PrivISAC is evaluated via metrics including attacker gesture-classification accuracy, CSI estimation RMSE, mutual information reduction, packet success ratio, RSSI stability, and confusion matrices.

• RIS-enabled PrivISAC reduces attacker classification accuracy from baseline ($\sim$93%) to $\sim$30%, invariant under eavesdropper location and antenna count; multi-view attacks yield similar protection.
• Legitimate sensing accuracy is preserved or slightly improved (from 93.3% to 94.2%) due to RIS gain, contingent on correct demasking.
• Communication integrity is maintained ($>80\%$ success ratio at MCS 7), with stabilized RSSI, outperforming standard configurations.
• Parameter sweeps reveal: increasing active RIS rows benefits legitimate sensing while degrading attacker accuracy; legitimate accuracy remains robust under angular estimation errors; higher antenna count increases attacker baseline accuracy, but PrivISAC holds attacker rate constant near 30%.
• Cell-free MIMO PrivISAC demonstrates 20–30 % privacy improvement in detection probability $P_D$, particularly for moderate power or larger receiver AP sets (Åkesson et al., 2024). A privacy–sensing tradeoff is evident as degrees of freedom rise.

PrivISAC blocks adversarial retraining, with attackers unable to fit models even on self-collected data; test accuracy falls below 20% and loss remains high. Extended tasks—such as respiration monitoring—show legitimate Rx waveform recovery while blinding attackers to useful signal structure (He et al., 8 Jan 2026).

7. Significance and Limitations

PrivISAC advances privacy assurance in ISAC by using randomized spatial perturbations and coordinated resource selection, achieved via lightweight hardware and scalable optimization. The approach maintains communication quality and supports authorized sensing functionality, validated via extensive prototyping and experimentation (He et al., 8 Jan 2026, Åkesson et al., 2024).
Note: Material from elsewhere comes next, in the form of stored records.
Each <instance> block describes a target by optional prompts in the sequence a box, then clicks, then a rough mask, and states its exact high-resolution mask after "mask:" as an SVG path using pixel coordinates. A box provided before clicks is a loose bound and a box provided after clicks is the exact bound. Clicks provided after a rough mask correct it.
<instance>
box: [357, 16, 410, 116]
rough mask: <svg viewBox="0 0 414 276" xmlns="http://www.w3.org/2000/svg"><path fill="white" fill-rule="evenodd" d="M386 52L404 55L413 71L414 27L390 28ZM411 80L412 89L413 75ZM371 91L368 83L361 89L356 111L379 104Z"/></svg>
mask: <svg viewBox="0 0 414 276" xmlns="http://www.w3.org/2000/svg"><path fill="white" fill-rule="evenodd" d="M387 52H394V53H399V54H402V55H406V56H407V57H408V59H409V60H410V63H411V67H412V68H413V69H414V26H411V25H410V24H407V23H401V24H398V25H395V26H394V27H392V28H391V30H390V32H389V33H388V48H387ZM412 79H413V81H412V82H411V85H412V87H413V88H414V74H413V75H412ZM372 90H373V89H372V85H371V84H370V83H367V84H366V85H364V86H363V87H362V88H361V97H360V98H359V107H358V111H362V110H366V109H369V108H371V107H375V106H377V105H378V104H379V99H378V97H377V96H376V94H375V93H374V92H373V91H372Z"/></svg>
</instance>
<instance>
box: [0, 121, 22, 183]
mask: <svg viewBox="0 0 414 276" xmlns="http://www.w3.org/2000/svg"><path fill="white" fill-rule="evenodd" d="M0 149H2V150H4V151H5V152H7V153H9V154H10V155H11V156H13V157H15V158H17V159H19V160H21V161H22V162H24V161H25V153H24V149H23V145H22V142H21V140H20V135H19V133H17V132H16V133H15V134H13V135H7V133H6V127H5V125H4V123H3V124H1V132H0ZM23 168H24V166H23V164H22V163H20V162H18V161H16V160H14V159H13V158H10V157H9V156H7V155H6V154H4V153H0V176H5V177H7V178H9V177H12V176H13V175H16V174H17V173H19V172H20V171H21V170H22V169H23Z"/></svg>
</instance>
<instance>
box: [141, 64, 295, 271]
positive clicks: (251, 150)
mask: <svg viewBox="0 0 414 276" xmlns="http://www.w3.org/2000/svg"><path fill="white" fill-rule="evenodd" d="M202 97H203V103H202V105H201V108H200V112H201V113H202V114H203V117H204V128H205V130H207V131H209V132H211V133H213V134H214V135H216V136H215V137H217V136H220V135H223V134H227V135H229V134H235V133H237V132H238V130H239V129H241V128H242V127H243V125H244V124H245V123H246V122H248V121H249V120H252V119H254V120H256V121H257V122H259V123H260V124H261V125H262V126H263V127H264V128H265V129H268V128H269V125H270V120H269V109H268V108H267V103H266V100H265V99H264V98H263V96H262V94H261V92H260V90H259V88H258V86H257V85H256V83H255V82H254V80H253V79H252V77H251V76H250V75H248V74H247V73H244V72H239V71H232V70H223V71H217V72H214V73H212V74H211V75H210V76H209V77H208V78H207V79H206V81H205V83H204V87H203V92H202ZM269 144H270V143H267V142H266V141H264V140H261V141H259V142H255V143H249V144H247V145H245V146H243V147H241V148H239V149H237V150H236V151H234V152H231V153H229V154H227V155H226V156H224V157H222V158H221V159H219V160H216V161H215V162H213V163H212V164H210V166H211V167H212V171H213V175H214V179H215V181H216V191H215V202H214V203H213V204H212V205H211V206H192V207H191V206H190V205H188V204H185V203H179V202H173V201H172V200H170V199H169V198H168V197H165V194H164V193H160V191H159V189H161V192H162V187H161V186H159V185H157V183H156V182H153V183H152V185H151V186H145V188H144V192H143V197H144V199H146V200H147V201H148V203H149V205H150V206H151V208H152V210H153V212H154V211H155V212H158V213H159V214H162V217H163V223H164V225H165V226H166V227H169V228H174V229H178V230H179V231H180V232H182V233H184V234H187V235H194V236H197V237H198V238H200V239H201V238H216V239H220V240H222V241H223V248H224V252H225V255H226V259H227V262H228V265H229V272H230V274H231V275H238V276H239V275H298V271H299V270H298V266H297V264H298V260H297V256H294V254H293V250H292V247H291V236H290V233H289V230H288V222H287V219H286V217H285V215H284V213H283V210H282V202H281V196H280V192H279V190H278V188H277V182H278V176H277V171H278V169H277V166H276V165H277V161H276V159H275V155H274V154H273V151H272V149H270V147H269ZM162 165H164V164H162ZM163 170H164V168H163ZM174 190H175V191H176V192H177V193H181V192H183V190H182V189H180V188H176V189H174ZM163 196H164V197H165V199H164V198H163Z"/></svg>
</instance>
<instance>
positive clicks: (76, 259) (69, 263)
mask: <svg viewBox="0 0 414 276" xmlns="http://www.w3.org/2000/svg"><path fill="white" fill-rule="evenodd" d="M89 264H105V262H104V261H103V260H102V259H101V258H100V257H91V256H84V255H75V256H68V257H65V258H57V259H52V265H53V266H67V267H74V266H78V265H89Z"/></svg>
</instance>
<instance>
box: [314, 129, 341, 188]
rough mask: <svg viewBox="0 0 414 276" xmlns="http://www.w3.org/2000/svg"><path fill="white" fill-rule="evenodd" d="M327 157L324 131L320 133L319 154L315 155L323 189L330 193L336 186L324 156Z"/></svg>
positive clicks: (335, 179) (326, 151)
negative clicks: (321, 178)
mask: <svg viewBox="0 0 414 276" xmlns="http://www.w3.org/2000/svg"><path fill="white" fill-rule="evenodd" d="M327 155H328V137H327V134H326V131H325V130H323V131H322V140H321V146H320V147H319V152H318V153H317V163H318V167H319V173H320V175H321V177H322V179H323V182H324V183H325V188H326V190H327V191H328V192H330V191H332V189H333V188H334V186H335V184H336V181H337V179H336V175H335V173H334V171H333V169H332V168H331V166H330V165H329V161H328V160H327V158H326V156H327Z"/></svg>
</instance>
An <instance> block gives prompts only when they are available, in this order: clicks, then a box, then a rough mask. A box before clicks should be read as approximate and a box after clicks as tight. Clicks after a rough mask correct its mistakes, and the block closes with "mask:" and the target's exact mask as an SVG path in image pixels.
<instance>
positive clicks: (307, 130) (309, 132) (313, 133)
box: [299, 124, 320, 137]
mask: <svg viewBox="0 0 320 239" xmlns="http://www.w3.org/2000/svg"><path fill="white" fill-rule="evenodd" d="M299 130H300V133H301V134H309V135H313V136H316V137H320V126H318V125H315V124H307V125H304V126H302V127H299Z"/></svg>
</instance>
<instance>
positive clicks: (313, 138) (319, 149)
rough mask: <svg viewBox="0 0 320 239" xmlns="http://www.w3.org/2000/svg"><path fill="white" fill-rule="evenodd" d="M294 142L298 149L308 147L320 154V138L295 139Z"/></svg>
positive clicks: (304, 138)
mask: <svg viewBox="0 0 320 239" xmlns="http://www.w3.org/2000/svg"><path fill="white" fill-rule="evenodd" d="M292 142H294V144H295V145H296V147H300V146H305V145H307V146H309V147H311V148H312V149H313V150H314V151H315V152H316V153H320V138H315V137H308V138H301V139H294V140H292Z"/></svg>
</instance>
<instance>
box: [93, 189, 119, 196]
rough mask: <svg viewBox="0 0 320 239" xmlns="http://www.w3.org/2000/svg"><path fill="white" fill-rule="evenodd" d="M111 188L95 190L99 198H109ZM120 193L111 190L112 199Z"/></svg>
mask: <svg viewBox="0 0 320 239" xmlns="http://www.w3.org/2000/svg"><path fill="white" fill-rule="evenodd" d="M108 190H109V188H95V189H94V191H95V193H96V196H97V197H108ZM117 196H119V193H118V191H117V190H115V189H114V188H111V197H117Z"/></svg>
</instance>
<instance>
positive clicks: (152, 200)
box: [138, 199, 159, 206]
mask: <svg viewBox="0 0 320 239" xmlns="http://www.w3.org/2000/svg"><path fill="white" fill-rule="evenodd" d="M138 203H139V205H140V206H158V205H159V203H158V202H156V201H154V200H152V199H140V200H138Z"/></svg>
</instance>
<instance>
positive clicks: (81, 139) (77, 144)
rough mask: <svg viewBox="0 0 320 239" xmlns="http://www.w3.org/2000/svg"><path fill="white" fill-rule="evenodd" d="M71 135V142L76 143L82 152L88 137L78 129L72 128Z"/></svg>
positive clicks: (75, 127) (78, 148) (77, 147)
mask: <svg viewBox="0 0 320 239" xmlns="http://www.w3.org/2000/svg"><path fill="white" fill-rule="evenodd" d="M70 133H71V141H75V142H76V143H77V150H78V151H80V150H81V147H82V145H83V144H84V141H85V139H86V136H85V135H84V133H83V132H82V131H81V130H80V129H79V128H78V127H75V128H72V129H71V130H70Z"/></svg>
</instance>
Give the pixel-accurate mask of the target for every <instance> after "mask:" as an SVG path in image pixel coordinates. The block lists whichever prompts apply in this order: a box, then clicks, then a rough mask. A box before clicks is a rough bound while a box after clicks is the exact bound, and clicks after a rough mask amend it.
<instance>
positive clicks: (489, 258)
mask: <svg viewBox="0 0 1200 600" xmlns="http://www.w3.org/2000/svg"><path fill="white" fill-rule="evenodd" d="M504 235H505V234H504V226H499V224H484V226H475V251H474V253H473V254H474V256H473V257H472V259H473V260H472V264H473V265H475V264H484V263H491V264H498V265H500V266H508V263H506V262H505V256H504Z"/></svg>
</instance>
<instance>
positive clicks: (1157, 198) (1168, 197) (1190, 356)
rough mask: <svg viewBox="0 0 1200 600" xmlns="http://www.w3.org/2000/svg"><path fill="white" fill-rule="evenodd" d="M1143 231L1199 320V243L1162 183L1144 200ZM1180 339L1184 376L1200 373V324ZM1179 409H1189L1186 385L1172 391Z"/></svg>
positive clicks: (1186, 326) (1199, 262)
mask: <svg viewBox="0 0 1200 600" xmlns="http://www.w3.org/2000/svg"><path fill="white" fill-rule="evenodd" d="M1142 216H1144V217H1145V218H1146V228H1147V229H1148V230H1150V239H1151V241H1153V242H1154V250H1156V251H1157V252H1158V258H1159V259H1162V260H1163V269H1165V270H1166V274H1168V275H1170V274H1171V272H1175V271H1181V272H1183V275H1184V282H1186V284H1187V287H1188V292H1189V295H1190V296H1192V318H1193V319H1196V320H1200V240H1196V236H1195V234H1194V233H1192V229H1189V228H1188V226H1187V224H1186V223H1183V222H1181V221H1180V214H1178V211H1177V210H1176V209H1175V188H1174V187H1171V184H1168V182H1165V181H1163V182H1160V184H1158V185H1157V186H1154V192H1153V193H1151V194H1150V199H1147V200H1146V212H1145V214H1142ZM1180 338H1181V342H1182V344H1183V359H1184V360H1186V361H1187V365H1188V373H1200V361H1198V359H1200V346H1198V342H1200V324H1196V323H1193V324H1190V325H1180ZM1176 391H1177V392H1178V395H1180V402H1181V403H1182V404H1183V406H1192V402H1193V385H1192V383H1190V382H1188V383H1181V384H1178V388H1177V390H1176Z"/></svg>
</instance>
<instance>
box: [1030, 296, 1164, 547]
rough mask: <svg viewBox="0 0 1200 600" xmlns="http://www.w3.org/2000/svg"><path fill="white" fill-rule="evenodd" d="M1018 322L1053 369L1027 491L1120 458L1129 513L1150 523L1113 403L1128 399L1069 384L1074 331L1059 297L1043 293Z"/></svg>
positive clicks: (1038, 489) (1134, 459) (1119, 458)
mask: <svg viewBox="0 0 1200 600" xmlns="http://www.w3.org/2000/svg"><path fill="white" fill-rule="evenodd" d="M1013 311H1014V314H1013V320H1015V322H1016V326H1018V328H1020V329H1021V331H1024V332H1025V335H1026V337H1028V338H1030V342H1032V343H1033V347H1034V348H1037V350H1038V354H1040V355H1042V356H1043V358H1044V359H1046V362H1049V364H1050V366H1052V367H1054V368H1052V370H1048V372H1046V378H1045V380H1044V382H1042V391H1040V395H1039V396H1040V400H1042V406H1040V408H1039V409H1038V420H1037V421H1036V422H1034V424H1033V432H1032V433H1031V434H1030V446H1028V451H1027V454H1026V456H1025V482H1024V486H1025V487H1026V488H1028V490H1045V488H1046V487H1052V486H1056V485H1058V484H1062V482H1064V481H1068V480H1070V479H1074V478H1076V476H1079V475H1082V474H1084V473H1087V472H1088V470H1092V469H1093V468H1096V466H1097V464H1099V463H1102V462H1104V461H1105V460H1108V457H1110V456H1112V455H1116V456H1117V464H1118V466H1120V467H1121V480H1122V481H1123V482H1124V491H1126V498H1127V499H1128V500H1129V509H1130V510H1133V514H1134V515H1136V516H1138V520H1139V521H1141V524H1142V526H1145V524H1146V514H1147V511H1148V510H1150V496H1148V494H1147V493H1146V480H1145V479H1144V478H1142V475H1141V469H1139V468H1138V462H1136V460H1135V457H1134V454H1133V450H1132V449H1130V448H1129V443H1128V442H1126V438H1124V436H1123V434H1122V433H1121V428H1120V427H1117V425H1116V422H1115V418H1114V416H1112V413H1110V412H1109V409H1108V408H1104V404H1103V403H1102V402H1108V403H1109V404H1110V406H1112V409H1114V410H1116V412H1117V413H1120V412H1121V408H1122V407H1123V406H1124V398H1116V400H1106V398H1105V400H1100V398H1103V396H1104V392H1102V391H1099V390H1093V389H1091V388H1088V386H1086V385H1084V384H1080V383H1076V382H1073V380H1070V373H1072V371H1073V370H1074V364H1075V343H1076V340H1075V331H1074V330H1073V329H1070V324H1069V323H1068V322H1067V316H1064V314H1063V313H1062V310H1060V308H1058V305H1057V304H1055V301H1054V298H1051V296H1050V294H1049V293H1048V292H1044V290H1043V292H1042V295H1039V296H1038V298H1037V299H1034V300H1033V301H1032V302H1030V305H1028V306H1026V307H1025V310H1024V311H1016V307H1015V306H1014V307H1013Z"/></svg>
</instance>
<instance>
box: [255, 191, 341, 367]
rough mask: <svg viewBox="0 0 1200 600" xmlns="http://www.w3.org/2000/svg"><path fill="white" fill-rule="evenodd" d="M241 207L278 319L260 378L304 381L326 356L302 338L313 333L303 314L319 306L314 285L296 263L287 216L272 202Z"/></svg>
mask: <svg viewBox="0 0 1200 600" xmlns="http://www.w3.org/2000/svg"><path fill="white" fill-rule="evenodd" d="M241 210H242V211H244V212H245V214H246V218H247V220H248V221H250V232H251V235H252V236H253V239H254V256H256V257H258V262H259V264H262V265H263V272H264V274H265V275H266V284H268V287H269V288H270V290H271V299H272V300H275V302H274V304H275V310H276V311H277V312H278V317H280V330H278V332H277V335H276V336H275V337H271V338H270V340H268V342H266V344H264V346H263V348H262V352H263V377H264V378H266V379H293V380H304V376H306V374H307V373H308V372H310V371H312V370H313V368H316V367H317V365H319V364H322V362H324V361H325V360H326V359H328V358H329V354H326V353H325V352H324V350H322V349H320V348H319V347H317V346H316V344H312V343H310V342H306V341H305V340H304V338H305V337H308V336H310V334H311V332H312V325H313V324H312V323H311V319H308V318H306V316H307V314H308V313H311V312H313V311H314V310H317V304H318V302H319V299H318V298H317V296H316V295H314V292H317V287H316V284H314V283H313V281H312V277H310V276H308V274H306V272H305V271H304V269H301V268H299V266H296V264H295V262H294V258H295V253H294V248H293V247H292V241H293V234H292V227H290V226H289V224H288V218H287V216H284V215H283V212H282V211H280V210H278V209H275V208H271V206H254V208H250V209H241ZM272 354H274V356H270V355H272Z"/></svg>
Tradeoffs exist: higher power budgets can reduce privacy efficacy in cell-free MIMO; increasing receiver resources supports privacy without meaningful sensing degradation; dynamic resource (AP/RIS) reconfiguration may add coordination overhead but yields sustained privacy benefits across time-coherent intervals.

A plausible implication is that PrivISAC principles may extend to future ISAC systems with higher-dimensional RIS, 1-bit phase quantization, or even distributed MIMO architectures, provided core masking and optimization concepts are adapted for corresponding hardware constraints and adversarial models. Limitations remain under exceedingly high power or hardware-imposed phase granularity, where privacy-sensing separation is less tractable.

Researchers deploying ISAC architectures should consider PrivISAC-compatible strategies as robust countermeasures against passive and active privacy threats, with empirical and theoretical privacy guarantees under realistic deployment conditions.